In Ordinary Grief, Azadi embarks on a personal and political reconciliation with Iran after 25 years of self-exile. Centring the lives of ordinary citizens, she describes quiet moments and reflective gestures as people desperately try to create new futures for themselves against all odds. Lingering on scenes of care, celebration and camaraderie, Azadi offers an intimate portrait of survival, illuminating humanity’s impulse to seek joy and cling to hope during treacherous times.
“In Persian lore, we often say grief is a familiar place,” explains Azadi. “Yet Iranians are very resilient and resourceful people. They don’t allow these things to define their lives. Despite all the tragedies, I didn’t want to paint Iran as a dark, bleak place.”

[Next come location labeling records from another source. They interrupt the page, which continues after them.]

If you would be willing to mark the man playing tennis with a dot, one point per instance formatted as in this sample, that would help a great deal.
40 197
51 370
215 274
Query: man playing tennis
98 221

“I sought moments of serenity, celebration and ritual in the shadows of perpetual grief,” she continues. “The photographs mark the passage of time as they document physical, emotional and political limbo: they question what it means to long and to belong.”
“Iranians are very resilient and resourceful people. They don’t allow these things to define their lives. Despite all the tragedies, I didn’t want to paint Iran as a dark, bleak place”
Azadi’s practice is built upon meaningful interactions and genuine relationships. Close friends and acquaintances opened up their lives to her, sharing stories and giving her “a deeper understanding” of the country. As political tensions continue to build with the recent uprising against the Islamic Republic system, the future of Iran remains uncertain.
“The urgency of Azadi’s voice immediately struck me,” says photographic artist and curator Bindi Vora, who nominated Azadi for Ones to Watch and first encountered her work earlier this year at Photo Kathmandu. “Her works raise crucial questions around how surveillance, activism and uprising are discussed, often seen through the lens of political limbo and the burden of grief.” Azadi was also nominated by Debsuddha, Sarker Protick and Ronny Sen.
Many people in Azadi’s photographs continue to face severe economic stagnation. While some have left the country seeking a better life, others who stayed have lost their jobs, livelihoods and, in some cases, their lives.
“Iran is going through big changes, and the meaning of this work is changing,“ she says. “The work began as a love letter, but it’s becoming a farewell. I knew these moments in Iran were incredibly fragile, and making this work allowed me to hold on and let go.”